Sto tornando a casa e sono in auto con mia madre che guida e ho il finestrino abbassato, il vento mi accarezza e gioca coi miei capelli. E’ una giornata serena. Tutte le persone che vedo, in quell’attimo consentitomi dalla velocità, mi sembrano sorridenti e fiduciosi, anche amichevoli. Bambini, adulti e anche i vecchietti sulle panchine, tutti. I cani corrono qua è là senza considerare la fame o l’affetto mancato. I palloni rimbalzano raggianti col sole. I fiori e le piante immobili s’abbronzano. I piccioni spiegando le ali assaporano la loro gioia. I musicisti di strada esprimono la loro arte per sé e per gli altri nell’infinito. Io... Io li guardo e sorrido. Io mi scruto e sono diverso, non ho e non faccio. Non rimbalzo non volo non corro non ho niente per me né per gli altri. Dov’è la mia arte? Direi che sopravvivo ma non vivo, ma non basterebbe a spiegare la vuotezza e l’inutilità e futilità dei miei giorni fino ad ora. Paure paure paure, come un uccellino in gabbia aperta che rimane dentro e talvolta chiude la stessa per sentirsi obbligato a non superare il suo limite. Chi l’ha creata questa gabbia?
<< Che vuoi mangiare?>> chiede mia mamma.
<< Carbonara.>>
<< Niente di più speciale?>>
<< Carbonara speciale.>>.

Torno a casa, è fresca e accogliente, mi sta abbracciando. Prendo il cellulare intatto che era sulla scrivania del corridoio. Lo metto a caricare e lo accendo. Ho qualche chiamata e un po’ di messaggi.

Clara:
“Marito, ho saputo dell’incidente e ho pianto per tutto il giorno. Quando puoi fammi sapere come stai… Un bacio e un abbraccio grande grande <3”.

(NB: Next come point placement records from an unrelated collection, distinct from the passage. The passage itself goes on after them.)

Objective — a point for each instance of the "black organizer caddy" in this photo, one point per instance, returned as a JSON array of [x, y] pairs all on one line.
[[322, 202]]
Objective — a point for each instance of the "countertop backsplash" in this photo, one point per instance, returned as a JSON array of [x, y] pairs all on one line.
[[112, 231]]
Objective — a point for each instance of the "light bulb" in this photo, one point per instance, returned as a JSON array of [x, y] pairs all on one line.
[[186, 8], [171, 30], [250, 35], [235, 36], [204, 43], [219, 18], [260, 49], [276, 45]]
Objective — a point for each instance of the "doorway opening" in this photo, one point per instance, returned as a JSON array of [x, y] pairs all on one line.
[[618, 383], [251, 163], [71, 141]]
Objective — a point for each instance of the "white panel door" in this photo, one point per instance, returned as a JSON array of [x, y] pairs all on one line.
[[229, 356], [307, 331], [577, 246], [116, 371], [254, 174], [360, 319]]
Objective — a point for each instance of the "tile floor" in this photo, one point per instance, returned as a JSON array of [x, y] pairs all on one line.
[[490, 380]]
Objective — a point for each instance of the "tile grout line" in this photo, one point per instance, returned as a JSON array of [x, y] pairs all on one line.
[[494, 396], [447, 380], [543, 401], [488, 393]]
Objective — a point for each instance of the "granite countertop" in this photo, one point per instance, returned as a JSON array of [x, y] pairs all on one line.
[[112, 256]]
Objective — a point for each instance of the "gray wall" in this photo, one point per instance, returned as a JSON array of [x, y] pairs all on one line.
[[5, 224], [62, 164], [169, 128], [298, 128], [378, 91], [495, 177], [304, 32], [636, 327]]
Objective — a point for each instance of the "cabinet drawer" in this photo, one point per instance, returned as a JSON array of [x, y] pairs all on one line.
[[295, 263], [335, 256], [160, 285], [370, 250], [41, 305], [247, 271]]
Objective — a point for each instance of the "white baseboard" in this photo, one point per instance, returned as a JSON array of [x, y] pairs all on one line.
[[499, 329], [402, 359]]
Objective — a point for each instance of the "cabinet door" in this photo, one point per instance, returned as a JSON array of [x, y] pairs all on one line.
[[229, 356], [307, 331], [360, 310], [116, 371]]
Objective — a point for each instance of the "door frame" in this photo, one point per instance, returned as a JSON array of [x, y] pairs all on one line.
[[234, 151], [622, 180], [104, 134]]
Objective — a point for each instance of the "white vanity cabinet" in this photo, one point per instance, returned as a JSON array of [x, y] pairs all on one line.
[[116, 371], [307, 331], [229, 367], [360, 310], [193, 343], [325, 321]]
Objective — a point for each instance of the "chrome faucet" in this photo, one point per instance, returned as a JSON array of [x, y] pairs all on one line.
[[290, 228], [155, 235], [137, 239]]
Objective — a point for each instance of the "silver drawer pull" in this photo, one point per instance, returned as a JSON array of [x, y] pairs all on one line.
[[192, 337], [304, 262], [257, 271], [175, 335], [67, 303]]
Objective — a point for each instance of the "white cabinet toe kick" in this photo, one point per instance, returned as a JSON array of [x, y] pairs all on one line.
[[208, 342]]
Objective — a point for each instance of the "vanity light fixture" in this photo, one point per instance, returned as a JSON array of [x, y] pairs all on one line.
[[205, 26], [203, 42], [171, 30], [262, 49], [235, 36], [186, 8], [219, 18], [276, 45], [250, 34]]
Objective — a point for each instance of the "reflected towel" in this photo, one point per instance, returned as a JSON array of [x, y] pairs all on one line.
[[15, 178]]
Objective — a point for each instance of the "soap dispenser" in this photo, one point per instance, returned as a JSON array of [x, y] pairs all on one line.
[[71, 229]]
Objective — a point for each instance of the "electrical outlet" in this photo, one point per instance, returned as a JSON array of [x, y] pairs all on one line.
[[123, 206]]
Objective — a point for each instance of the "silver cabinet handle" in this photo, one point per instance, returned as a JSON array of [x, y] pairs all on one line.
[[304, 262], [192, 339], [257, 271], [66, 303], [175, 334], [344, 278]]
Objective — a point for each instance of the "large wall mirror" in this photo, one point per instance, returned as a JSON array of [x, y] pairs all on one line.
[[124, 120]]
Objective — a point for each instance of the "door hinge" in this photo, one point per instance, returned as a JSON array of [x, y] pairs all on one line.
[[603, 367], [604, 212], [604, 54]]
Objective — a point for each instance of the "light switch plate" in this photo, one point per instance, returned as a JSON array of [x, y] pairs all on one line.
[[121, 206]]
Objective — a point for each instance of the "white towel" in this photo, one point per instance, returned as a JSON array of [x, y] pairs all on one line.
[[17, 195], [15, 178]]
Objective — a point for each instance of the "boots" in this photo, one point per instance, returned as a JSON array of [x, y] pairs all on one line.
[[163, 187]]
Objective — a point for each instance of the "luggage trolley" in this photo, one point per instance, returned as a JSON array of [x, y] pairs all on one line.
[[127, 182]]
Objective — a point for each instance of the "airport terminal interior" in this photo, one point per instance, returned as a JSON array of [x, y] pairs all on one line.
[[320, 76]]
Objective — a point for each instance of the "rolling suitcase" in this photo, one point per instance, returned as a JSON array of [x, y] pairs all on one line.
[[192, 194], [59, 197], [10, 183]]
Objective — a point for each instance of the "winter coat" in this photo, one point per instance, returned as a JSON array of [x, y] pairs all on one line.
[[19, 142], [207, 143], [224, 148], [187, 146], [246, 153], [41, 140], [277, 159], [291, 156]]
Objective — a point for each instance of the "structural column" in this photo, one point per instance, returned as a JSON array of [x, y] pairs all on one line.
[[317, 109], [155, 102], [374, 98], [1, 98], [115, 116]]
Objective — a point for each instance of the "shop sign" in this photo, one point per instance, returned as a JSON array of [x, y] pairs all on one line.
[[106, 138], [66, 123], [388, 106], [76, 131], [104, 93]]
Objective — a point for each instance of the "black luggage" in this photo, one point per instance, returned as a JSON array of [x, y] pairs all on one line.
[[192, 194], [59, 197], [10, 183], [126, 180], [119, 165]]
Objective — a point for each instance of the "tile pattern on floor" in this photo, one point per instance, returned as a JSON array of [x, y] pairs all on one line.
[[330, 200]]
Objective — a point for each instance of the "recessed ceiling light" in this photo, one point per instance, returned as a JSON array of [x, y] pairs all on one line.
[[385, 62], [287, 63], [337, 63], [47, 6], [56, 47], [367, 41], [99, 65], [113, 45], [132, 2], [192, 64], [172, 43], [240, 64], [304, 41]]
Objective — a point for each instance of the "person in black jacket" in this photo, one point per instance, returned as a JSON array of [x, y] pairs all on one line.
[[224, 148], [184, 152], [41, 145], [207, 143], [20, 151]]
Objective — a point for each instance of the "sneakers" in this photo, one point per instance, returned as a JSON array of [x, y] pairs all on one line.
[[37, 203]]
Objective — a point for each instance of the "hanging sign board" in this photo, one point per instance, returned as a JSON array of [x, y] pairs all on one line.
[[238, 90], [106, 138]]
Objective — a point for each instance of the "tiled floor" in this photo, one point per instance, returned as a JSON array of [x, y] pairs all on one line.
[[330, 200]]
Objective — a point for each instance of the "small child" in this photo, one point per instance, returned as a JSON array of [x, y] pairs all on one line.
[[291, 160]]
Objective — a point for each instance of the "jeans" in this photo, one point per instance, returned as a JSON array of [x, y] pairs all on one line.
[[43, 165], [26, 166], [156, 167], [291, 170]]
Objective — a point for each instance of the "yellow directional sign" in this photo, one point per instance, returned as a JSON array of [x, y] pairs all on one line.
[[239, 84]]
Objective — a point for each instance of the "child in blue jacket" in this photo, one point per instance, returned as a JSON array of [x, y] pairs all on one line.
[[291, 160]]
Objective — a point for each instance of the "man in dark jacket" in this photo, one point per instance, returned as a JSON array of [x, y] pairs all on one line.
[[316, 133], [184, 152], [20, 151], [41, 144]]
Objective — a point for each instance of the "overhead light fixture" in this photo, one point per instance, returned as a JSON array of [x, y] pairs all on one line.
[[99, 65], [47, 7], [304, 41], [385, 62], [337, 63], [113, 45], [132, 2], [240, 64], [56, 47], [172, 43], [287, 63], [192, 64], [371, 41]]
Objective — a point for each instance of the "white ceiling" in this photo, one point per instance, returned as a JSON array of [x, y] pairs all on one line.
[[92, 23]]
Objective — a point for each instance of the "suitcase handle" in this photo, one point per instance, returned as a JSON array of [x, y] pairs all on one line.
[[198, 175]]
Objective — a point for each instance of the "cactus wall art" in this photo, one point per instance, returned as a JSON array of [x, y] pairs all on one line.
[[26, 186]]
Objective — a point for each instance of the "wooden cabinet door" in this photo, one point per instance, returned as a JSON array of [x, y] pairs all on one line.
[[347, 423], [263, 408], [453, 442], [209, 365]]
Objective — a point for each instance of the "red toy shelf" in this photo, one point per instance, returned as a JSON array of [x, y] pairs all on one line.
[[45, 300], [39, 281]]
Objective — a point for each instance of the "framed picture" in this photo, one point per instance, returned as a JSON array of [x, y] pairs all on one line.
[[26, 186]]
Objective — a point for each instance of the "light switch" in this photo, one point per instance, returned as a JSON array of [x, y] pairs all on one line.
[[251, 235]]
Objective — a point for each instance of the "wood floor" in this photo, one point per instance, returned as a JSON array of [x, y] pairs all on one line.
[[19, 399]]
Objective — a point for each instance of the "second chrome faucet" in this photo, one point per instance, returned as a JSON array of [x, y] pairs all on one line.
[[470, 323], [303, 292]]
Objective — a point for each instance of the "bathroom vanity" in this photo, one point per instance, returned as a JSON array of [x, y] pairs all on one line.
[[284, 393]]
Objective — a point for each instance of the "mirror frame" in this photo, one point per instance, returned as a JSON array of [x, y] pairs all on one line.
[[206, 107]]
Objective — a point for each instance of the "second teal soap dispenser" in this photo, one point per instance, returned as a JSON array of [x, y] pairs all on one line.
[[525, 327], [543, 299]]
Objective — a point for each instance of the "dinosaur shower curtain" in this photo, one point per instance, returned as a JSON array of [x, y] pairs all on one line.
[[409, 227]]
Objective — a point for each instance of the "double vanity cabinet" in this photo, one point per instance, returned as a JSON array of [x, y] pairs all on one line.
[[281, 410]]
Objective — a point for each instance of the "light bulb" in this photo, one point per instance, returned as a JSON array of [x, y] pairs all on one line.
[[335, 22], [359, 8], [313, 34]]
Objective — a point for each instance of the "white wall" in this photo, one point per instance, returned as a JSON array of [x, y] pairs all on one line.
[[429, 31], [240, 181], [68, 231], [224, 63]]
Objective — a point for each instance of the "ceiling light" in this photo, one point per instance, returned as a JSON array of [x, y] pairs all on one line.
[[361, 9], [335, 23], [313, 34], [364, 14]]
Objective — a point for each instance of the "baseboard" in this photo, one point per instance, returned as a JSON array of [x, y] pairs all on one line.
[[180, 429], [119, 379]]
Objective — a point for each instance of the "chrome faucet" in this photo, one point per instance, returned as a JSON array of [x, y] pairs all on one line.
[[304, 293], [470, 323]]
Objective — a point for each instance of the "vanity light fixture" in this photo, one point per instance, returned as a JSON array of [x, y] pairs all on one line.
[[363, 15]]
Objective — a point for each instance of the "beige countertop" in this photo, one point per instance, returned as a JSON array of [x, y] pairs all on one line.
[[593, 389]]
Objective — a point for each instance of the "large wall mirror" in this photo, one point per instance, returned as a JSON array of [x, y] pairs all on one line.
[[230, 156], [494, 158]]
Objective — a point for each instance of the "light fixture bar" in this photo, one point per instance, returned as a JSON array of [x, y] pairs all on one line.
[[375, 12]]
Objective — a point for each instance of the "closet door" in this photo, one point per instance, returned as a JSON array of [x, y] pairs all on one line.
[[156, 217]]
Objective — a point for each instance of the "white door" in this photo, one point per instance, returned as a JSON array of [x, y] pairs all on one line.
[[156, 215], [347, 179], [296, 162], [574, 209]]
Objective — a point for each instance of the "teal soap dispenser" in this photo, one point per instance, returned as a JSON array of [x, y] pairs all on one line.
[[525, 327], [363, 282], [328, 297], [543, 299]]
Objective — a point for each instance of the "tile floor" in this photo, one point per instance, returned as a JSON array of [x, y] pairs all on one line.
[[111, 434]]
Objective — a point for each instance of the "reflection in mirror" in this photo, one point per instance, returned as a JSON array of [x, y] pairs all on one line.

Marito e moglie è come ci chiamiamo. Lei è una ragazza dolce e buona. Una brava ragazza, invaghita di me da quando eravamo piccoli, una differenza d’età di tre anni ci separa e siamo amici di famiglia, questo mi ha sempre trattenuto da fare sul serio con lei.
Il resto sono messaggi di amici e amiche. Entro su Facebook. Alcuni messaggi e alcuni post in bacheca, persone che non sentivo da un’eternità che ora si ricordano di me, proprio quando stavo per non essere più. Solo apparenza, per sembrare cuori sensibili agli occhi, non miei che sono la vittima che necessita di aiuto, ma di quelli per cui appaiono più che essere. Quanti atteggiamenti cortesi, affettuosi e generosi nei tuoi confronti sono in realtà finti e privi di sentimento, indirizzati a qualcun altro per un fine terzo di cui tu sei solo un tramite inconsapevole.